Famous passage alert: Jane’s self-description as a "plain, Quakerish governess" is one of the most important and most frequently quoted lines in the novel. Her insistence that this plain exterior is an expression of who she really is, and that jewels and fancy gowns aren’t right for her, is interesting on a lot of levels.

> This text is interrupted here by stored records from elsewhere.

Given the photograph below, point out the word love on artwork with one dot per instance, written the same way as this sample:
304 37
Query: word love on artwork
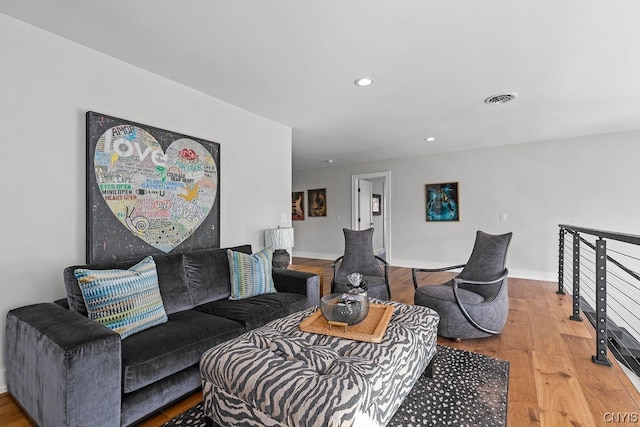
161 197
121 139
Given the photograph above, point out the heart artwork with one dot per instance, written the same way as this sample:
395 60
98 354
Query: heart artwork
161 197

Is this just Jane’s low self-esteem cropping up again? Or is it a moral stance—Jane’s way of telling Rochester that she’s not his mistress and that she’s going to look respectable, not all tarted up with his finery? How do we read this moment knowing that another person who insisted on plainness at all cost —Mr. Brocklehurst—was a complete hypocrite? Surely Jane’s not a hypocrite? So when is it okay to insist on being dressed humbly and modestly, and when is it overreacting?

Volume 3, Chapter 11

His form was of the same strong and stalwart contour as ever: his port was still erect, his hair was still raven-black; nor were his features altered or sunk: not in one year’s space, by any sorrow, could his athletic strength be quelled, or his vigorous prime blighted. But in his countenance, I saw a change: that looked desperate and brooding —that reminded me of some wronged and fettered wild beast or bird, dangerous to approach in his sullen woe. The caged eagle, whose gold-ringed eyes cruelty has extinguished, might look as looked that sightless Samson. (3.11.9)

English teachers are always going on about how characters change—you know, what do they learn, how do they grow, that kind of thing. Rochester’s change is personal and emotional, of course, but it’s also physical; you can see in his face that he really understands his (attempted) crime—and also that he’s pretty much lost all hope.

Being able to read information in people’s faces accurately just by looking at them is something that happens a lot in this novel (and that depends on a nineteenth-century pseudo-science called "phrenology"—think of it as a palm-reading for your forehead). For more on the reference to Samson, check out our "Allusions" section.